Rate and Terms of a Mortgage Are Both Important

General

Posted by: Kimberly Walker

Here’s a story you can share with your clients who only want to talk about rate.

Omer Quenneville loves to tell the story of the two clients who bought identical condos in the same building – and especially loves to remind the client who didn’t listen just how wrong he was.
 
“Do I love saying ‘I told you so’?  Of course I do!” laughs the Toronto Centum broker, who wants brokers to understand that you will never lose a client if you build a relationship based on education – and not on just rate. “That is the first mistake if you make it all about rate – the client should understand that they are selling their soul if their decision is based on one-tenth of one percent.”
 
Quenneville’s cautionary tale involves two clients who were interested in condos in the same building – one on the sixth floor and one on the seventh.
 
“It was three years ago, and they both had me as their agent,” he told MortgageBrokerNews.ca. “I explained that with a variable mortgage you have more options with only a few basis points difference, and who cares if the rate goes up because there will not be any penalties involved compared to a fixed.
 
“Well, the one client listened and the other didn’t (both had loans from the same bank). Fast forward to 2013, and they each want out of their mortgages two years early. Well, the client who listened to me only had to pay a small discharge penalty and went on to use his equity to buy two more condos in the U.S. The other,” Quenneville chuckles, “would have ended up paying between $13,000 in penalties. So instead he’s had to stick it out for another year and a half in his condo. And yes, I said ‘I told you so!’”
 
Angela Calla, a broker with Dominion Lending Services and host of The Mortgage Show, agrees that there will always be clients who want to listen and learn, and those who will always want to go their own way.
 
“Communication is the most important thing in this business,” says Calla. “When the clients aren’t communicating, you are going to lose them. Some will want to do it themselves, and to those we wish them the best of luck – they will live and learn. Others will do their researching on the web, using rate sites, but will also want to understand the business.”
 
She, like Quenneville, finds the best broker advocates are those who have been burned by making a bad deal in the past.
 
“First-time homebuyers are usually fixated on the rate, and it is difficult to explain to them the benefits of variable, fixed and penalties,” she says. “But those who have been burned in the past?
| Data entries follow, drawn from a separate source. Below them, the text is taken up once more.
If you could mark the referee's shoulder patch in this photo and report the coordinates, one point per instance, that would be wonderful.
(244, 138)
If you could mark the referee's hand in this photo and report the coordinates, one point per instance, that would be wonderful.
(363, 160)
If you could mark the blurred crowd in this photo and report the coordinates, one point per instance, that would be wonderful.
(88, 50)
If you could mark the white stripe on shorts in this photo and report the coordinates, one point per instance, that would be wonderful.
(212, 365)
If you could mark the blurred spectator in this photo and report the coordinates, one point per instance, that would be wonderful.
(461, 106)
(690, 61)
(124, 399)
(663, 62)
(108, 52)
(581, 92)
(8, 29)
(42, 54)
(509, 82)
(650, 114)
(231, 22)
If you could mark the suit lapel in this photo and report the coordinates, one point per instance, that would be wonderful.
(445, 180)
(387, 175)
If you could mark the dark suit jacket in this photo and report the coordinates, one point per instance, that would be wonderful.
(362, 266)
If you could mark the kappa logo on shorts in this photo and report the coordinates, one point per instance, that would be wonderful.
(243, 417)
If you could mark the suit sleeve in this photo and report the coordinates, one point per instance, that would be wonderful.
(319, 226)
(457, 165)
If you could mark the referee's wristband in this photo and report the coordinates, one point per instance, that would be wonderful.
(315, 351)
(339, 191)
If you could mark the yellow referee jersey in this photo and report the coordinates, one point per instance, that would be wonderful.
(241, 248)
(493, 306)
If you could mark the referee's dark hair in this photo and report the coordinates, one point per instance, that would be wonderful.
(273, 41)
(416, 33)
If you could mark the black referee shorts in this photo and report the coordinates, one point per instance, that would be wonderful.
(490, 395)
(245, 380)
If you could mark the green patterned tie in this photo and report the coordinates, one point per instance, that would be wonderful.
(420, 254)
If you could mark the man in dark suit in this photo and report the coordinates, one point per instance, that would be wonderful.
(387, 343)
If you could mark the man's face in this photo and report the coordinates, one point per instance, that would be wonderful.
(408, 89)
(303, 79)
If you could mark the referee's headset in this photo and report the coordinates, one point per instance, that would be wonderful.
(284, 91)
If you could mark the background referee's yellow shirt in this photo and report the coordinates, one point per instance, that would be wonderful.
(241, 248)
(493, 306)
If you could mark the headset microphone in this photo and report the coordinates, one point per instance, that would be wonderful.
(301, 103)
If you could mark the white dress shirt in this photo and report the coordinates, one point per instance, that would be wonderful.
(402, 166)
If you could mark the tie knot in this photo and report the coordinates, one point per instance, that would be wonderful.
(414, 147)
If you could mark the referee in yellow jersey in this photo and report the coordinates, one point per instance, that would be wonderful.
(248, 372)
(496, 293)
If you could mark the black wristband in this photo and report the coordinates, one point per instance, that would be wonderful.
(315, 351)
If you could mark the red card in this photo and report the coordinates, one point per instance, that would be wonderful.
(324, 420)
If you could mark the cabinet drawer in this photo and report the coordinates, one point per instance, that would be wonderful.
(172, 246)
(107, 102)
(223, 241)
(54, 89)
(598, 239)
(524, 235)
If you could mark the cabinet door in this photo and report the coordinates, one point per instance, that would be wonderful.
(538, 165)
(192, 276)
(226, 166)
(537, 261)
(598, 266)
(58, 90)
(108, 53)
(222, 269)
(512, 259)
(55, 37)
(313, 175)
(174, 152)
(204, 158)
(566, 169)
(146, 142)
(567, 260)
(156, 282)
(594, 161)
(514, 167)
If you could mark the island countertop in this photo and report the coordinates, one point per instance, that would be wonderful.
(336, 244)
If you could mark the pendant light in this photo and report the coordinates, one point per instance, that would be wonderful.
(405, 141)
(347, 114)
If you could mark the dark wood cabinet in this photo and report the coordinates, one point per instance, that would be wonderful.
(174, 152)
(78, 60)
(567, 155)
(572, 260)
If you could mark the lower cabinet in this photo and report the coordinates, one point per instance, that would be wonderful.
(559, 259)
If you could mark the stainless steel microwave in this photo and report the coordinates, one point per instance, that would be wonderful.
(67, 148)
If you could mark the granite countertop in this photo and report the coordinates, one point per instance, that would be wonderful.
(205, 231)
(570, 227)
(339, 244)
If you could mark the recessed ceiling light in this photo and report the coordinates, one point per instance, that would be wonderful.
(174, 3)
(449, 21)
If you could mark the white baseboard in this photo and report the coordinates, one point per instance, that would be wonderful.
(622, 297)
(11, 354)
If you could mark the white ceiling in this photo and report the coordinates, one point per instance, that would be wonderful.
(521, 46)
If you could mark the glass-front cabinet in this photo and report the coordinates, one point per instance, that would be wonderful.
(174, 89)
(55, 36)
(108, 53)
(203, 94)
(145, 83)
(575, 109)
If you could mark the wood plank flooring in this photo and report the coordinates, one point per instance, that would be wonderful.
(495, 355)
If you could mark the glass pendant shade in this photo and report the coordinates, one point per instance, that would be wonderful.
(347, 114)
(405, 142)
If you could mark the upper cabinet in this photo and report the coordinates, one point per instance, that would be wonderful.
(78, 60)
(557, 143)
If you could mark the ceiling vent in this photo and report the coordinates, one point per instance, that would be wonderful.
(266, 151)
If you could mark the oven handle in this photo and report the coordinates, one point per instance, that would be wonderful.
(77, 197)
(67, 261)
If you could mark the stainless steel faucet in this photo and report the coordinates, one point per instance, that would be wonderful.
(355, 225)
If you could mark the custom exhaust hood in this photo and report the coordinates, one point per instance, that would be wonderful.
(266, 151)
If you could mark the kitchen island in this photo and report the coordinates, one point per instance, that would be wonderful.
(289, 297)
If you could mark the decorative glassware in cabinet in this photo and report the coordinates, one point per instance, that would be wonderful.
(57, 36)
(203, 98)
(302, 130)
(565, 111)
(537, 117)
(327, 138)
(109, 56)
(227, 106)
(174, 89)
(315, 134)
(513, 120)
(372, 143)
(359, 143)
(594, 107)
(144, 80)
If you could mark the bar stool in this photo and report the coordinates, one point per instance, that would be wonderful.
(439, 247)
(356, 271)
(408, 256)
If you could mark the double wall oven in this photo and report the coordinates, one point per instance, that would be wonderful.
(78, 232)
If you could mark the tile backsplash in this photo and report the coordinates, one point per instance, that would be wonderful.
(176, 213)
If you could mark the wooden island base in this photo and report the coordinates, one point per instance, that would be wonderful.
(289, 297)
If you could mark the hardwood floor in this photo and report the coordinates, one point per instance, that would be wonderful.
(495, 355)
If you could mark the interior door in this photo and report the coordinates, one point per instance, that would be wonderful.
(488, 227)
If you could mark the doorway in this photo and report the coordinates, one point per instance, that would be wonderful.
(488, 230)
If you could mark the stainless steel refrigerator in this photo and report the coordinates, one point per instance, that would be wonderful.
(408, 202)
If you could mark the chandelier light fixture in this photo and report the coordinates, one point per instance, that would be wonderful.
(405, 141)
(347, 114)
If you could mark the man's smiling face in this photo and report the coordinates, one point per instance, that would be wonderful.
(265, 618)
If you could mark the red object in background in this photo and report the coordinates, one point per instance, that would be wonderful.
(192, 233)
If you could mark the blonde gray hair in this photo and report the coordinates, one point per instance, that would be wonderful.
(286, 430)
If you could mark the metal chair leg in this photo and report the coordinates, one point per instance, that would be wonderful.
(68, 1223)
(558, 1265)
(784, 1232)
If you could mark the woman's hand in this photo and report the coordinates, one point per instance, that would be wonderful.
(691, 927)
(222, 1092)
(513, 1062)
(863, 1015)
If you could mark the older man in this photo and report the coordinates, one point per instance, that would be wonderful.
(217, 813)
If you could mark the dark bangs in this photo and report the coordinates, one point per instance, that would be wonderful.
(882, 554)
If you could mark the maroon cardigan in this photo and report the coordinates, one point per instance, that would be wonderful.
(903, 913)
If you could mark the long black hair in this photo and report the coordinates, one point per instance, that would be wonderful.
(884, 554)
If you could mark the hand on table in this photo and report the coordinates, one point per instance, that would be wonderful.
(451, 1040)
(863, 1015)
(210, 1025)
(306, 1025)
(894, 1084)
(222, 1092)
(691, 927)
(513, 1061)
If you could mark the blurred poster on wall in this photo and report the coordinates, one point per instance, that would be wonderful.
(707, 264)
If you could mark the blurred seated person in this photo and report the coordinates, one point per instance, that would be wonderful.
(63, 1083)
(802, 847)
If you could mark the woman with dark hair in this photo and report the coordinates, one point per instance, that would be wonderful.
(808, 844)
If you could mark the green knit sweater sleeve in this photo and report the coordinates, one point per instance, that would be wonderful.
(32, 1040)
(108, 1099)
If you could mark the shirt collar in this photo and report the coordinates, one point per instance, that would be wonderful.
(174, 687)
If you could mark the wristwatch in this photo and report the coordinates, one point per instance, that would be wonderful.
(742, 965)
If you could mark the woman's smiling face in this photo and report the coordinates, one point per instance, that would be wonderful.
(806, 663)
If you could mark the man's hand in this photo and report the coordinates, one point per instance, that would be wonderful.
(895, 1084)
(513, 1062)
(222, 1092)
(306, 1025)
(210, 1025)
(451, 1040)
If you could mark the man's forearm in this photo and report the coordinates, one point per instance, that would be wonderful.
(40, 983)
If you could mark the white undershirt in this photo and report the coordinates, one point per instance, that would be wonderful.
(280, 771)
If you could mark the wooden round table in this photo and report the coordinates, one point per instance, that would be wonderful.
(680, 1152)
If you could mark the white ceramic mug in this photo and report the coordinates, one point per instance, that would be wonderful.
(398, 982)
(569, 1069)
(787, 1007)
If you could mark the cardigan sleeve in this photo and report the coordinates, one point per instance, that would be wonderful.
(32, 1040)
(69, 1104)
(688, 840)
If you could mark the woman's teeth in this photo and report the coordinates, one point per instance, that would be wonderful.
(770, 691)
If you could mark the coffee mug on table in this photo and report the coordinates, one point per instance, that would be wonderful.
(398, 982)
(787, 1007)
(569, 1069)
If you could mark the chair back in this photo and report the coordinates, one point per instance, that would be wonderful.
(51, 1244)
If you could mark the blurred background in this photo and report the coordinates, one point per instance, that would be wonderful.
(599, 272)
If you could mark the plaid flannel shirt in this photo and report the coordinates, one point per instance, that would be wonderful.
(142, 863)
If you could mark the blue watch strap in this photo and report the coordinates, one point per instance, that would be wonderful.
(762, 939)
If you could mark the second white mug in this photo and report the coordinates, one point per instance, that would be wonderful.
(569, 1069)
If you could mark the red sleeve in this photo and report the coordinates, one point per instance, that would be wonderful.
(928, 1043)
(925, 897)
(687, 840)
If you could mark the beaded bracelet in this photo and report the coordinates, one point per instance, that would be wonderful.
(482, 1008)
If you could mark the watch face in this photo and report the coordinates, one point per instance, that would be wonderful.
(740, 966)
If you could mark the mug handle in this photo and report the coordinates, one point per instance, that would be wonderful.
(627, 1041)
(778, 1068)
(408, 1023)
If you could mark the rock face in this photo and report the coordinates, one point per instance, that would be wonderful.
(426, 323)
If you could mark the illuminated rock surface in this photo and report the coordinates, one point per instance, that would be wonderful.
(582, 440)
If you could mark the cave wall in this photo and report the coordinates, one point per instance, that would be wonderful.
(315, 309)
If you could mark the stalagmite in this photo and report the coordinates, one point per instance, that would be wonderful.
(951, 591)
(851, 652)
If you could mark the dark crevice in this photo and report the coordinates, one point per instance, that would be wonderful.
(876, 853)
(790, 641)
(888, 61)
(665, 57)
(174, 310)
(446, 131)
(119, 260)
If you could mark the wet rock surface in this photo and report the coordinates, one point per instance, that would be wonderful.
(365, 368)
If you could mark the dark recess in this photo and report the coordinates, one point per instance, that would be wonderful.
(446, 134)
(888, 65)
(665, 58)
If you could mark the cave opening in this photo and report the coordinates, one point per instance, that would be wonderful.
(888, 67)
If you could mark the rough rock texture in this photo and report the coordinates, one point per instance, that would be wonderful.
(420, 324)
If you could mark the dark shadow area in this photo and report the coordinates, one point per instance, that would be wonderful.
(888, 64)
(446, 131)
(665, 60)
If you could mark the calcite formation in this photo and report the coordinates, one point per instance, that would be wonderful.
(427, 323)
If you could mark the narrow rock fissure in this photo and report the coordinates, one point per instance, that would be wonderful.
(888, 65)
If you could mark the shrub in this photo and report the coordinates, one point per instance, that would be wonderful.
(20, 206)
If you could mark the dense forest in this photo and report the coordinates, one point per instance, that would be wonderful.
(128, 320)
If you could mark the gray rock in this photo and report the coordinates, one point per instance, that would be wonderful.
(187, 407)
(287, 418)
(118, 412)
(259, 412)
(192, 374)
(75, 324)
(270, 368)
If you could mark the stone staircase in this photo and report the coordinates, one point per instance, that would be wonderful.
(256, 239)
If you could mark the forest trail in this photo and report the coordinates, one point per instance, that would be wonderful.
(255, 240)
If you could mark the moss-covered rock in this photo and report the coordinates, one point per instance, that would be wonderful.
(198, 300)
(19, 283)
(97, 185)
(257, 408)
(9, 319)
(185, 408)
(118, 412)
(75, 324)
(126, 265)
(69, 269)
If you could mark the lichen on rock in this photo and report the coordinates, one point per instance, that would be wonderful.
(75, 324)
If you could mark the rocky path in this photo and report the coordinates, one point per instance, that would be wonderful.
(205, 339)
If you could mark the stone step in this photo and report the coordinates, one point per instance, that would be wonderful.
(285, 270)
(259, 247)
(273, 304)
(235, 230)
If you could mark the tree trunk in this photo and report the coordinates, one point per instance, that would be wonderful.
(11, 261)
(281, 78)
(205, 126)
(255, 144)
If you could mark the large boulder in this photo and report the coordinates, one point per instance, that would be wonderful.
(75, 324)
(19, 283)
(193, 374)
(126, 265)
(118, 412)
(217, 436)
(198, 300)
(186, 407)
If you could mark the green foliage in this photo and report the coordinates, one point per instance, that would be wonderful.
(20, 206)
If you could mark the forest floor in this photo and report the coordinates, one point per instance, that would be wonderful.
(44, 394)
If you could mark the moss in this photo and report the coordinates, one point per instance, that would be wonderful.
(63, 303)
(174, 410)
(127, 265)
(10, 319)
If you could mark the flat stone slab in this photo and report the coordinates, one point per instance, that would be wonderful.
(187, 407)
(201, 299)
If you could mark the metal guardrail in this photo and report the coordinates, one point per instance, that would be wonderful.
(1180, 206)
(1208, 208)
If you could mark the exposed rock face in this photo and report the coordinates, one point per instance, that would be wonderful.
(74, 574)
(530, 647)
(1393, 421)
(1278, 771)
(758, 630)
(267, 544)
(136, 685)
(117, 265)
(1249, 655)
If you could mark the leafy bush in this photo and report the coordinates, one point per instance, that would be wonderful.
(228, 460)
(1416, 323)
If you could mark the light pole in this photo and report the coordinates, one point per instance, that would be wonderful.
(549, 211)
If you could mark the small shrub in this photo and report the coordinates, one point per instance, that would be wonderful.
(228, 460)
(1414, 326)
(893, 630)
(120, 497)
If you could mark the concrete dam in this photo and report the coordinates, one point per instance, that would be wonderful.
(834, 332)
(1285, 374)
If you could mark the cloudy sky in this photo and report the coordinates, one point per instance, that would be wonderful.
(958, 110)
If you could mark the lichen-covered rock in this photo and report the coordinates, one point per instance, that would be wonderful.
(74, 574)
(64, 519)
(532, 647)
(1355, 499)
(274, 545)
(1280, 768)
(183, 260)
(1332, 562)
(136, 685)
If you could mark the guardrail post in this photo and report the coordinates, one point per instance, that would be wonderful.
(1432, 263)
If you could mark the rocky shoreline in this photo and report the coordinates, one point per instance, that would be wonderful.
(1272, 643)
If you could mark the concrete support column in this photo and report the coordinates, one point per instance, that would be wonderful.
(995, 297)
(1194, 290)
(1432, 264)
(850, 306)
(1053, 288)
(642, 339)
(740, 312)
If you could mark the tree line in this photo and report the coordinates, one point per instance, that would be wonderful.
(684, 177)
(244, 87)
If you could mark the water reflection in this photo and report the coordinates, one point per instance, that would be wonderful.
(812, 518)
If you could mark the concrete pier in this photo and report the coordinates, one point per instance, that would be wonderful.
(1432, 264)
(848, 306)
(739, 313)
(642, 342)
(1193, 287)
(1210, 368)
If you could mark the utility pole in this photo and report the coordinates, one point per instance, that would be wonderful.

They are our best advocates. No one sings our praises louder than the client who has paid out a big penalty to get out of a fixed mortgage early.”
 
But Calla won’t say “I told you so.”
 
“Let’s move forward, let’s not make the same mistake again,” is what Calla tells her clients who have been burned in the past. “But not ‘I told you so.’”
 
Like Calla, Quenneville stresses the need to educate and take the time with clients to explain all the options available, and what is in their best interest; but he does admonish brokers for being too volume-focused.
 
“If you don’t take the time with a client, if you are more about volume than quality, then you will get burned by that client down the road,” he says. “The volume takes care of itself when you take care of the client.”